Дежурный явился из соседней комнаты.

- Собрать все гитлеровские награды, кресты, медали...

- Да их в комендантской целый ящик, - сказал Тутученко.

Руднев выразительно посмотрел на него, и тот умолк.

- Исполняйте!

Через полчаса дежурный притащил полные карманы фашистских крестов и

медалей. Их нанизали на длинную ленту и вручили Павловскому, который тут же

нацепил их на шею своему любимцу.

Связные мальчишки не замедлили разнести по ротам весть о награждении

Васьки, и в полдень на площади собралось много партизан, которые

покатывалась со смеху, указывая пальцами на быка. А он, важно потряхивая

звеневшими орденами, шествовал впереди "пятого батальона" к реке. Смеху было

много, а главное, больше никому из молодых партизан и в голову не приходило

напяливать на себя вражеские ордена.

Следующие несколько дней пребывания в Блитче были полны событиями

самыми разнообразными: военными, стратегическими и тактическими;

разведывательными, диверсионными, поимкой шпионов; комическими и

уморительно-драматическими.

Несмотря на то что немцы два раза предпринимали наступление на нас, что

шли бои и лилась кровь, все же Блитча у большинства из нас осталась в памяти

как что-то свежее, веселое и радостное. Может, потому, что это была

настоящая Украина, а может, потому, что в эти дни полностью вступила в свои

права пришвинская весна воды. Просыхала земля, запахло почками и пахотой,

дни стояли солнечные, с юга дул легкий сухой ветер. На второй день вскрылась

река, и по Тетереву пошел лед.

Мы с Коробовым разместились в хорошей хате под черепицей, на самом

берегу обрыва, под которым шуршали и оглушительно лопались льдины. К концу

дня по реке шло уже мелкое крошево. В первую ночь Ковпак и Руднев пошли на

большой риск. Большая чисть боевых рот была разослана на задания. Прикрывать

обоз, штаб и санчасть оставалось очень мало сил. В эту ночь одновременно

рвали мосты: железнодорожный - Павловский и Кульбака, иванковский -

Матющенко, дымерский - Пятышкин. И во все стороны были посланы разведки.

Антон Петрович Землянко переправился на северный берег Тетерева и рыскал

вдоль побережья.
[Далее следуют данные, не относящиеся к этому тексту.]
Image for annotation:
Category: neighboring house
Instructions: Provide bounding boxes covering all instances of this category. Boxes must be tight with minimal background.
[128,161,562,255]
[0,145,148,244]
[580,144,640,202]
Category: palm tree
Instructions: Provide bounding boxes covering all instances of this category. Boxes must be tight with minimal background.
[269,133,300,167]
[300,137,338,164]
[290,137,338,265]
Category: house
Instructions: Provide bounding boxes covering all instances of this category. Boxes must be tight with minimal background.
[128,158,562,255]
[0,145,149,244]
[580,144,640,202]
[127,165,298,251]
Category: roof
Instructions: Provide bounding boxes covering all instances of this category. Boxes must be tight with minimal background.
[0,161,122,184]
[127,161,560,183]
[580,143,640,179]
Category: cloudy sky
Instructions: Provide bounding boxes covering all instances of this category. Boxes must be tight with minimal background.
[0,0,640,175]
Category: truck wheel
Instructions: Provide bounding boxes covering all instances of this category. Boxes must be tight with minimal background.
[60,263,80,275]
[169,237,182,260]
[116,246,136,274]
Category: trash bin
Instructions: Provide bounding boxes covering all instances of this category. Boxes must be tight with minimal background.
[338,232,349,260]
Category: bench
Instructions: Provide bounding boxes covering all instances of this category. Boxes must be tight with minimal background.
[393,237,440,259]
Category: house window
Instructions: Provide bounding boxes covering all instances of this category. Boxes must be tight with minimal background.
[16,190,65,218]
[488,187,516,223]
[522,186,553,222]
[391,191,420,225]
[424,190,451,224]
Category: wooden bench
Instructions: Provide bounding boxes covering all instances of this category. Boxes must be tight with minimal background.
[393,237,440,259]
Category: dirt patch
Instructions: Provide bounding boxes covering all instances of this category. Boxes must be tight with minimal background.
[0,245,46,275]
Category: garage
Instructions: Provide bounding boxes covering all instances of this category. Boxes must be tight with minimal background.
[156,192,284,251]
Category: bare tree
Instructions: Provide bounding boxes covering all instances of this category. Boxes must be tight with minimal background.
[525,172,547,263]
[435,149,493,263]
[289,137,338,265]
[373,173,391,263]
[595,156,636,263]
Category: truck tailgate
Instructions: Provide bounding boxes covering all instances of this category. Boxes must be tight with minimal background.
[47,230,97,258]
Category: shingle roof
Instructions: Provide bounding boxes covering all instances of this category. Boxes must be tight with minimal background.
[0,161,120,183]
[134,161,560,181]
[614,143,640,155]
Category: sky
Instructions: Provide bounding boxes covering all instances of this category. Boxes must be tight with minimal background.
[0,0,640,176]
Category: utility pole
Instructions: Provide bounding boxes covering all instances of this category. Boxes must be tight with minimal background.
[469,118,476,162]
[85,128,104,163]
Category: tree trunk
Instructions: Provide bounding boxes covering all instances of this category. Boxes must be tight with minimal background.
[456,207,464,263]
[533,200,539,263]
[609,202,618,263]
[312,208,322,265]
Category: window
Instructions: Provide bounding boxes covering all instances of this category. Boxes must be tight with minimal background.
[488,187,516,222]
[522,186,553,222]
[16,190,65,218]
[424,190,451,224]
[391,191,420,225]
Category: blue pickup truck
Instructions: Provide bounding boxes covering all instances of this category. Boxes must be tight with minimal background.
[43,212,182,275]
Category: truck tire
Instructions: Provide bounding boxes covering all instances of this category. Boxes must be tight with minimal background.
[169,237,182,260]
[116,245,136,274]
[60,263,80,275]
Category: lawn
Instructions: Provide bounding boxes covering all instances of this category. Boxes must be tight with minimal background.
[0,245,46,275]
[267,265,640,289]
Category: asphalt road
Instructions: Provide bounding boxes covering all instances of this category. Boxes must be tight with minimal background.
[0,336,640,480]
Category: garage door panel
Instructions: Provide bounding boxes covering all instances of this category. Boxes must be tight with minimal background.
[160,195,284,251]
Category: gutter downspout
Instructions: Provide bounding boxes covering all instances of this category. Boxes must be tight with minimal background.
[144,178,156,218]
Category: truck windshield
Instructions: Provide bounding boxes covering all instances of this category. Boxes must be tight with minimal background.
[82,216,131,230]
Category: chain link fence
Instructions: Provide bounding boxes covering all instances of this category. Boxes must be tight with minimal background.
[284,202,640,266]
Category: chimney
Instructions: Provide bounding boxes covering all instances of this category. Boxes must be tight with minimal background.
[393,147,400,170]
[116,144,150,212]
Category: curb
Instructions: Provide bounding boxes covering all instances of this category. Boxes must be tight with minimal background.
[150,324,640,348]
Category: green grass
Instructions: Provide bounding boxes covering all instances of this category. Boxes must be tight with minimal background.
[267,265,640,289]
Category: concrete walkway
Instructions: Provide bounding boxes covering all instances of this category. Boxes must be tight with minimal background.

Бережной ушел по нашему следу на Кодру, проверить, нет ли

преследования. Если бы немцы подтянулись на следующий день и повели

наступление, нам пришлось бы несладко. Большая часть боевых сил в расходе,

наличных не хватило бы, чтобы занять оборону вокруг села, а сзади -

вскрывшаяся река. Но обычно осторожный Ковпак шел на этот риск, верно

рассчитав, что одновременный удар в радиусе свыше ста километров собьет

противника с толку. Он ошибся в одном: немцы все же нащупали нас в Блитче,

но позже, а самый рискованный день мы провели относительно спокойно.

К вечеру стали возвращаться боевые роты. Первым - Матющенко, он дотла

сжег вновь построенный иванковский мост и разогнал собравшихся на банкет

строителей. Ночью вернулся Павловский тоже с удачей. Важная магистраль Киев

- Ковель была перерезана. Правда, батальон Кульбаки, стоявший заслоном со

стороны Киева, сильно потрепали подоспевшие немецкие части, но мост все же

взлетел на воздух.

Но уходить Ковпак не торопился - не вернулся еще Пятышкин, он

оперировал под самым Киевом.

На третий день пришлось принимать бой. На этот раз основной удар немцы

нанесли по батальону Матющенко. Он принял удар в обороне, а затем погнал

гитлеровцев и прижал их к реке. Пришлось им купаться. Из Блитчи с нами ушло

много жителей. Из них мы в дальнейшем составили саперное отделение. Это

имело свой резон, потому что в Блитче жили потомственные сплавщики и

боцманы, гонявшие плоты по Тетереву и Днепру. Уже после войны я встречался с

ними, и они рассказывали, что все лето хлопцы-пастушки находили в прибрежных

кустах и на песчаных островках, поросших верболозом, вымоченные и высушенные

трупы немцев, застрявшие в половодье в ветвях. Когда вода сошла, они так и

остались висеть на деревьях и кустах, словно какие-то чудовищные, уродливые

плоды, взращенные войной.

Днем светило солнце, ночью играли звезды, перед утром прихватывал

весенний игривый морозец. Играли гармошки, и всю ночь раздавались голоса,

песни и хихиканье девчат. Весна брала свое.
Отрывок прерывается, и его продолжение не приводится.